3. Add a chat/issue-tracker integration

  1. Settings → Infrastructure → Integrations.
  2. Pick the integration kind (Slack, Jira, Linear, PagerDuty, GitHub, Teams).
  3. Paste the credentials. The save dialog shows a •••• redaction immediately — the plaintext value never round-trips to the database.
  4. See Outbound integrations for the full configuration model.

4. Lock down access by IP

  1. Settings → Identity → IP allowlist.
  2. Add CIDR ranges one per line. The save action warns you if your current source IP is outside the list (so you can't accidentally lock yourself out) — confirm only if you're sure.
  3. Loopback addresses are always allowed in dev mode.

5. Bump audit retention before an audit cycle

  1. Settings → Compliance → Audit retention.
  2. Set the retention window in days. 0 or blank means "keep forever".
  3. The audit nightly sweep archives anything older than the window into a separate AuditLogArchive table — the sweep is reversible until a separate purge job runs.

6. Roll a SCIM token for IdP provisioning

  1. Settings → Identity → SCIM tokens.
  2. Click + New token, give it a label.
  3. The plaintext token is shown once in a copy-to-clipboard dialog. Paste it into your IdP (Okta, Azure AD) immediately — it's not retrievable again.
  4. To rotate, mint a new token and revoke the old one. Existing provisioning calls fail-fast after revocation so you can detect cutover.

7. Add a custom field to changes or incidents

  1. Settings → General → Custom fields.
  2. Pick the target entity (ChangeRequest, Incident, Task, Asset, Project).
  3. Choose a field type (text, number, date, select, multi-select) and label. Set it required or optional.
  4. The field appears on the corresponding create/edit form within a few seconds. Historical rows show an empty value until edited.

8. Set the workspace's OpenAI key for the AI assistant

  1. Settings → General → AI assistant.
  2. Paste your OpenAI API key (starts with sk-). The masked input has a show/hide toggle. CMEK-encrypted at rest; the read endpoint only ever returns whether a key is configured, not the value itself.
  3. Status badge reflects the resolution order: workspace key configured > platform default (env var) > not configured (assistant returns retrieved sources without synthesised answers).
  4. Remove workspace key clears the workspace override and falls back to the platform default.

Permissions

Group Who can view Who can edit
General All workspace members Admin, Owner
Access Admin, Owner Owner (membership + roles edits)
Reliability Admin, Owner Admin, Owner
Identity Admin, Owner Owner
Compliance Admin, Owner, Auditor Owner
Infrastructure Admin, Owner Admin, Owner

The Settings sidebar itself is visible only to roles whose Members permission includes the relevant scope — Viewers and Engineers don't see entries they can't act on.

Troubleshooting

A Settings sub-page is missing from the sidebar. Confirm your role. Settings groups hide entire entries when the active user can't view them; the sidebar shows the items you actually have access to.

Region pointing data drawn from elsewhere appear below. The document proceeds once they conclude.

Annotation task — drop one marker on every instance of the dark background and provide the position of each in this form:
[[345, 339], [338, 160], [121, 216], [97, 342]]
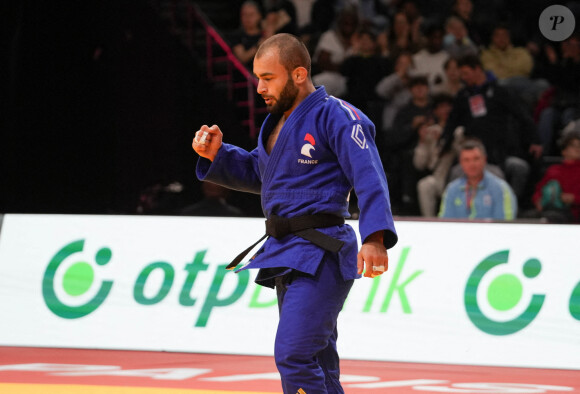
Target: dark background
[[98, 103]]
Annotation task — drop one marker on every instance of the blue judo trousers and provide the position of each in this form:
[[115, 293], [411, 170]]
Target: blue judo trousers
[[305, 349], [324, 149]]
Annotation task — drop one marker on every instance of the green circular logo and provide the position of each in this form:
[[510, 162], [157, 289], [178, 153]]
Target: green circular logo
[[504, 293], [77, 280]]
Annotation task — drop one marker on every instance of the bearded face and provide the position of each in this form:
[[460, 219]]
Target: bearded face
[[285, 101]]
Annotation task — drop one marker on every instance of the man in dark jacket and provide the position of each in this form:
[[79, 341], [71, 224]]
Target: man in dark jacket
[[495, 116]]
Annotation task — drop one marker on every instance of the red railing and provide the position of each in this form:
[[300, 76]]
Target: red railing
[[227, 57]]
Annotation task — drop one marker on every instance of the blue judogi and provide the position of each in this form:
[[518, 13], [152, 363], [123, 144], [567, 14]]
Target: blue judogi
[[324, 149]]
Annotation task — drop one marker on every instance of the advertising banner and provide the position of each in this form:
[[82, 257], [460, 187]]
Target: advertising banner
[[461, 293]]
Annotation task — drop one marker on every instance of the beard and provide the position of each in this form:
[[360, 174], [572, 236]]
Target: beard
[[286, 99]]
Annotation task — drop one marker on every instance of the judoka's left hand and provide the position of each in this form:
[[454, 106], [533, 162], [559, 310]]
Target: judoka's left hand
[[374, 255]]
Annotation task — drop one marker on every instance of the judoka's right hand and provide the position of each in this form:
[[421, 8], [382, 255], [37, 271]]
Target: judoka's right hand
[[207, 141]]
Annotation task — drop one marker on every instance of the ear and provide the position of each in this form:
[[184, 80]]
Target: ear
[[300, 75]]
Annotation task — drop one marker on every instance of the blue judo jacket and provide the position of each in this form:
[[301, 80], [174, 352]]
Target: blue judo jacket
[[324, 149]]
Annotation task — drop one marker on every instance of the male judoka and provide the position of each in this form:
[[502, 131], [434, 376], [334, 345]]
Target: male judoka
[[313, 149]]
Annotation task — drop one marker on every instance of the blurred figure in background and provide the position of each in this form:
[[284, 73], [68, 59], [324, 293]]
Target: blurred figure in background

I can't get out of Settings mode. Click the Back to workspace row pinned at the top of the Settings sidebar. It deep-links to the workspace's last main route.

A change I made on a Settings page doesn't appear elsewhere. Most Settings changes propagate on the next request the affected feature makes — the cache is short. If you've just changed an IP allowlist or session policy, log out and back in to confirm the new value takes effect.